Saturday, December 6, 2008

life in florida...

lately, i've had a lot of time to think about what i'm in florida for. it's been a struggle between how i feel versus what God has done.

i'm unhappy in florida. unhappy because i miss my church, friends and the weather of tn. unhappy because i hate the driving here and the feeling of not being safe. it's true discomfort to have to pry open other friendships here so i can squeeze in....

feeling unhappy and uncomfortable lead me to start to think that maybe this isn't where i'm supposed to be. "if i'm not happy then surely that means i'm not in the right place, right?" thats something i faced God with last night while driving. Sooo not my comfort zone.

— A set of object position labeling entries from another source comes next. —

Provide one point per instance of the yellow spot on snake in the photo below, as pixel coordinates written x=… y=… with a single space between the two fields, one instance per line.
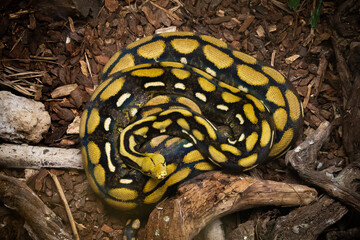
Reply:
x=257 y=102
x=251 y=76
x=266 y=134
x=84 y=158
x=277 y=76
x=94 y=153
x=201 y=72
x=229 y=87
x=180 y=73
x=173 y=179
x=152 y=50
x=172 y=64
x=198 y=135
x=129 y=69
x=83 y=123
x=184 y=112
x=183 y=123
x=248 y=161
x=93 y=121
x=251 y=141
x=151 y=111
x=162 y=99
x=281 y=145
x=218 y=58
x=209 y=128
x=123 y=194
x=250 y=113
x=274 y=95
x=229 y=148
x=149 y=72
x=193 y=156
x=156 y=195
x=184 y=46
x=294 y=105
x=214 y=41
x=112 y=89
x=280 y=118
x=244 y=57
x=99 y=175
x=229 y=97
x=216 y=155
x=151 y=184
x=156 y=141
x=206 y=85
x=162 y=125
x=124 y=62
x=204 y=166
x=171 y=141
x=191 y=104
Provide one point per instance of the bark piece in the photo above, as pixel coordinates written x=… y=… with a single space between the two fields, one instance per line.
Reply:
x=25 y=156
x=305 y=223
x=344 y=187
x=22 y=119
x=42 y=223
x=215 y=194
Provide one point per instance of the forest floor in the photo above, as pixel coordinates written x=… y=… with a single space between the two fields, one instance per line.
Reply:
x=72 y=51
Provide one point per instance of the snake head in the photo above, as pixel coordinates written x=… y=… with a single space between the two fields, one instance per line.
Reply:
x=154 y=166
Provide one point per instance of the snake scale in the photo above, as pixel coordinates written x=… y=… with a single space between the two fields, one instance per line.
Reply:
x=173 y=105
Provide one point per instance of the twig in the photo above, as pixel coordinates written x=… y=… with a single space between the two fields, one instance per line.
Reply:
x=66 y=205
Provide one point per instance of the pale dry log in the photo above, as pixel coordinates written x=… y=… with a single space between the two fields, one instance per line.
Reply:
x=25 y=156
x=305 y=223
x=216 y=194
x=41 y=222
x=343 y=186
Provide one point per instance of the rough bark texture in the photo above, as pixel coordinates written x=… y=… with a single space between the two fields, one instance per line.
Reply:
x=215 y=194
x=344 y=187
x=42 y=222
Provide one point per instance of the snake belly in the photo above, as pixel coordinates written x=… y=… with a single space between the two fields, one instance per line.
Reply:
x=176 y=104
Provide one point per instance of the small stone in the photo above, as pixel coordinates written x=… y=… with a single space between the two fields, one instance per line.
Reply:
x=22 y=120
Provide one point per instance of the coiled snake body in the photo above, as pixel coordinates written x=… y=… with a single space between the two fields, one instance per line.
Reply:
x=176 y=104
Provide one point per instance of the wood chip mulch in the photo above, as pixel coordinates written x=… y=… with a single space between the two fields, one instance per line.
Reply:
x=66 y=54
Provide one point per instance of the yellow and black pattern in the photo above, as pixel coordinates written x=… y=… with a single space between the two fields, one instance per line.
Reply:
x=175 y=104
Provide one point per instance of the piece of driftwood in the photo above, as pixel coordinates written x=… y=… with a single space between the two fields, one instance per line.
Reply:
x=26 y=156
x=41 y=222
x=305 y=223
x=343 y=186
x=215 y=194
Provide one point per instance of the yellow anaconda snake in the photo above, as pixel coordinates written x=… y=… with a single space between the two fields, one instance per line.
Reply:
x=176 y=104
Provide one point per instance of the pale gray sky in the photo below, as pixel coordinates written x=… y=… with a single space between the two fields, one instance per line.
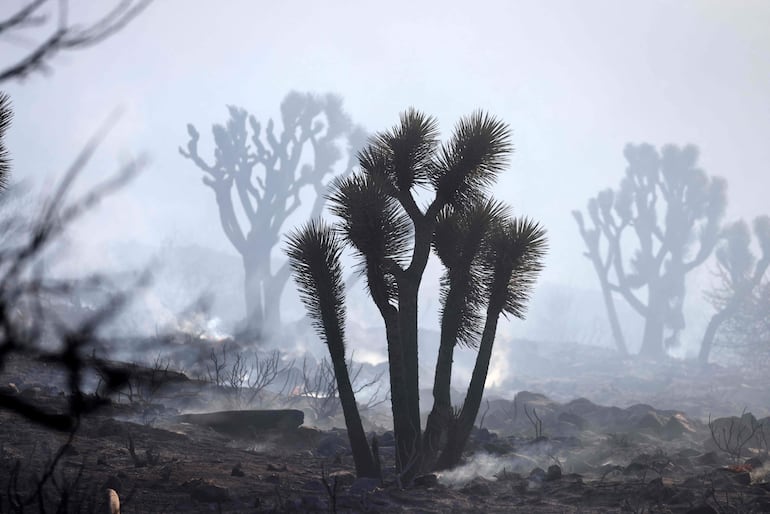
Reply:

people keep asking me, "how's it going in florida?!" and things are well but inside i'm just not happy because things are taking longer than expected. i have to be trained and the people needed to train me are sooo busy with other stuff that i feel frustrated. thoughts like "is this really gonna ever happen?" come to mind.

Frustration.

so as i was confessing all this to God last night, i was reminded of my life earlier this spring when i was feeling similar frustration at wayfm....things were going so slow. my mentor helped me realize that i wasn't content because i was placing my hope in this job instead of in the Lord. Lots of stuff i need changed and transformed...

so that's where i'm at. i'm placing my hopes so much on this job that when i'm not doing stuff related to it, i'm growing restless. Oops.

my relationship with God suffers because my focus is on me. i'm my own worst idol.

Friday, August 8, 2008

First one!

Just testing it out. I was inspired by Leeland's bloggin' so I thought why not! Right now I'm procrastinating. I should be working on something but I'm not. Let me be rebellious! I'm board-operating at WAY-FM in Franklin, TN. This is usually a boring job but it's a "foot in the door." Tonight our friend from Haiti arrives to America for the very first time! His name is Rodrigue and we met him on our mission trip to Haiti. I've been to Haiti twice. I'm glad. This is a country I want to continue to visit and help however God leads.